I simply can't believe my bad luck to have been born at a time when governments around the world decide to commit collective suicide:
  • Europe has decided "austerity" is the way to excite businessmen about business prospects. What is more exciting than seeing destitute in the streets trying to sell apples for a dollar each? Scenes like that will pop out everywhere under austerity and give convincing proof that entrepreneurship is alive and now if the time to gamble business on billion dollar new product/new service schemes to people with no money in their pockets!

  • Japan has decided to cut corners and build nuclear facilities right on beachfront property and dare the sea gods to bring on a tsunami. That kind of risk-taking entrepreneurship has been richly rewarded. Add to that, the fact that the Japanese government has shown "leadership" by refusing to tell their own people about the nature and depth of the crisis and by refusing to mobilize social resources to deal with the reality, and you have a government well on its way to extinguishing itself.

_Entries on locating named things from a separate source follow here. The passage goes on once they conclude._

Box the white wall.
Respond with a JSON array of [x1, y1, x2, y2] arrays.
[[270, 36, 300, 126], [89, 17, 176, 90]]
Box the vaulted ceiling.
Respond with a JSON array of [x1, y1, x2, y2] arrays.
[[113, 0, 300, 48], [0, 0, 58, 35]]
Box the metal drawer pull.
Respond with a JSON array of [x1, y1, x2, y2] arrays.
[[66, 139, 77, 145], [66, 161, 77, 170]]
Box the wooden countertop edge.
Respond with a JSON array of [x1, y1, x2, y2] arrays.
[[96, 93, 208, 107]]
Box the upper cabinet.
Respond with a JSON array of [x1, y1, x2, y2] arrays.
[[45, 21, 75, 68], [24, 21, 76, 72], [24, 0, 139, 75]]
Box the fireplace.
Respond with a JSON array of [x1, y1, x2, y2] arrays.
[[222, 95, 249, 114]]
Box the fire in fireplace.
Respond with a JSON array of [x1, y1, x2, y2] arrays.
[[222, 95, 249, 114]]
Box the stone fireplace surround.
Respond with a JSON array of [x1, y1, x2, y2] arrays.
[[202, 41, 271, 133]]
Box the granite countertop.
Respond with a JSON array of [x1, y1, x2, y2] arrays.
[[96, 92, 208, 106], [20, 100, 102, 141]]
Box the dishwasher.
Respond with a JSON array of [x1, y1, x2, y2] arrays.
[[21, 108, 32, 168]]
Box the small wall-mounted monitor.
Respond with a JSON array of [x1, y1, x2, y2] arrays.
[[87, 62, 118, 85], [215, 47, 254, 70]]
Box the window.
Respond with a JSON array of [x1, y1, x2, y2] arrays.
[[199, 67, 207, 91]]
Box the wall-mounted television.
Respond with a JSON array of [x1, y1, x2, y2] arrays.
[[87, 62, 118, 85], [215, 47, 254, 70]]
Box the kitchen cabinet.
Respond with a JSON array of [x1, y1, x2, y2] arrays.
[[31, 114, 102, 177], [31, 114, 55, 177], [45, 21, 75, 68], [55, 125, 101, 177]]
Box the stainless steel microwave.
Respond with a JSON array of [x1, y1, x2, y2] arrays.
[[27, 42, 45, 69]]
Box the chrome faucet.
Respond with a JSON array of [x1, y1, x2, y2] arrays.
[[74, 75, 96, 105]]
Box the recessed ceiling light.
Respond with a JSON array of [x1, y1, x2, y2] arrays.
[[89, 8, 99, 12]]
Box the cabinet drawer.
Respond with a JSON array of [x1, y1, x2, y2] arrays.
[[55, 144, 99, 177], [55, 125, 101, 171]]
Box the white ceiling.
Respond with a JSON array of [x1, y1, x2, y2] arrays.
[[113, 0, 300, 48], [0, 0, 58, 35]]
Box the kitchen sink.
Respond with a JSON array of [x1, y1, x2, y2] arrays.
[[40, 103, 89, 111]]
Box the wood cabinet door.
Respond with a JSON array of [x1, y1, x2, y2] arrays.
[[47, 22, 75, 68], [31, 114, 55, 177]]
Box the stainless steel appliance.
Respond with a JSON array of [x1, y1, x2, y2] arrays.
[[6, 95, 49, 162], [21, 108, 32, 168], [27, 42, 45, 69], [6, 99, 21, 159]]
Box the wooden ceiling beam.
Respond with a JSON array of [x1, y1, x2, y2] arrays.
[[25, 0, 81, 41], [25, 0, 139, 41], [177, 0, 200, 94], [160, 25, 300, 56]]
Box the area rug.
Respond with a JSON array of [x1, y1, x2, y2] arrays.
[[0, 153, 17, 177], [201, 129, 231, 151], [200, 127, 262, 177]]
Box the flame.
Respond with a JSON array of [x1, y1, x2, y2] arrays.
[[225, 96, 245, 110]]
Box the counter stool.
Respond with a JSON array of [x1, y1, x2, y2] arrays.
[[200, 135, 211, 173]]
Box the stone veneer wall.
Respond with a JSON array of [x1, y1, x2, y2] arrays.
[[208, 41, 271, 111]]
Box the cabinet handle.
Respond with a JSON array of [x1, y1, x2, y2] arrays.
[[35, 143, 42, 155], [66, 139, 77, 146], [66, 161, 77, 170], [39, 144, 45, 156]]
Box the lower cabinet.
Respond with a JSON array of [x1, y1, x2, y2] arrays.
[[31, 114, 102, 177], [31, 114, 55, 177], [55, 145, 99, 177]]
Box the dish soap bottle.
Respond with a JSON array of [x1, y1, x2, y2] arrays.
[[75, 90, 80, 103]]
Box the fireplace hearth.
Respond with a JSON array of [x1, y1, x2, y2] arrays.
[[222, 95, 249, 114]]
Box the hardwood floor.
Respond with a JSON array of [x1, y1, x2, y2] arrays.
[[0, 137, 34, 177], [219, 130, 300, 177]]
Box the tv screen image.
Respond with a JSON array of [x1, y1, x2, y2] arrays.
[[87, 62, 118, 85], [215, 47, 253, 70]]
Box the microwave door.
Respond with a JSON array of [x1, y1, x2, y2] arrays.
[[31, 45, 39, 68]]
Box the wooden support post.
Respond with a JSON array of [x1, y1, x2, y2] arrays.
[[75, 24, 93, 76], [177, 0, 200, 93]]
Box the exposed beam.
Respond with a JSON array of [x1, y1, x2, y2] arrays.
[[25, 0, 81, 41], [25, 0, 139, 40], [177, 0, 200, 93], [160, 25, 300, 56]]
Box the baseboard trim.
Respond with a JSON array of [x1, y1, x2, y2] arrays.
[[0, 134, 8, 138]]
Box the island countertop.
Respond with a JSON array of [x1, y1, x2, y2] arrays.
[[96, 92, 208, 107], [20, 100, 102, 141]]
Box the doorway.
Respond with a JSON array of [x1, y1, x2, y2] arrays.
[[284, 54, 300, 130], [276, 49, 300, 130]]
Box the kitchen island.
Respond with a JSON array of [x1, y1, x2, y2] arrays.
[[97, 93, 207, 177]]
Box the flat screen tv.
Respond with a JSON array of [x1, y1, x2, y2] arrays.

  • Now we come to America where the elites split into two camps. On one side are those who think a run of "good times" for the guys on top will never come to an end, so they keep coming up with their one-size-fits-all solution to all economic and political problems: a tax cut! On the other side you have the elite that recognize that you can push half-baked lies to social conservatives for only so long before they wise up and seize government under a Sarah Palinesque Savonarola, so they have decided to sell "feel good" politics where you tell people "trust us, things are getting better" and "you can't expect a recovery from such a deep, deep recession overnight". Yep, very comforting words that leave the suffering with so much hope, the kind of hope that dreams of cake when there is no bread.
Why me? Why my lifetime? Why couldn't I have been born during the time of plague or famine. Times where death was at the hand of honest dark forces of nature instead of the sneaky hands of lying politicians and manipulative and greedy people?

Oh... and why not go for a twofur. Here's a bit from a Krugman NY Times op-ed that points out the incredibilty subtlety of Obama's negotiating strategy:
Six months ago President Obama faced a hostage situation. Republicans threatened to block an extension of middle-class tax cuts unless Mr. Obama gave in and extended tax cuts for the rich too. And the president essentially folded, giving the G.O.P. everything it wanted.

Now, predictably, the hostage-takers are back: blackmail worked well last December, so why not try it again? This time House Republicans say they will refuse to raise the debt ceiling — a step that could inflict major economic damage — unless Mr. Obama agrees to large spending cuts, even as they rule out any tax increase whatsoever. And the question becomes what, if anything, will get the president to say no.
Ya gotta admit, that Obama is one slick negotiator. He now has the Republicans by the short and curlies and whatever they say, he will do. They can't best him now. He's too busy selling the farm to give them what they want before they even ask for it! Now that has them truly flummoxed! How can you possibly "negotiate" with such a crafty fellow?